Same-sex marriage legal in all states - US Supreme Court
The US Supreme Court declared today that same-sex couples have a right to marry anywhere in the country, in a culmination of two decades of litigation over marriage, and gay rights generally.
"No union is more profound than marriage," wrote Justice Anthony Kennedy, joined by the court's four more liberal justices.
Gay and lesbian couples already could marry in 36 states and the District of Columbia.
The court's 5-4 ruling means the remaining 14 states, in the South and Midwest, will have to stop enforcing their bans on same-sex marriage.
President Barack Obama welcomed the decision via Twitter, calling it "a big step in our march toward equality."
Hundreds of activists gathered outside the Supreme Court building Friday to celebrate the decision, chanting, "Love has won" and singing the US national anthem.
The crowd also raised a large flag with the pink equal sign that has come to symbolize the gay marriage movement. Some wept.
The four dissenting justices each filed a separate opinion explaining their views.
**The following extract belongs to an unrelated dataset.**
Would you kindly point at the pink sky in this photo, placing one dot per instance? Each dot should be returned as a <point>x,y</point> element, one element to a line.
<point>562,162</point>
"This court is not a legislature. Whether same-sex marriage is a good idea should be of no concern to us," Chief Justice John Roberts wrote in dissent.
"If you are among the many Americans – of whatever sexual orientation – who favor expanding same-sex marriage, by all means celebrate today's decision," Roberts said. "But do not celebrate the Constitution. It had nothing to do with it."
The ruling will not take effect immediately because the court gives the losing side roughly three weeks to ask for reconsideration. But some state officials and county clerks might decide there is little risk in issuing marriage licenses to same-sex couples.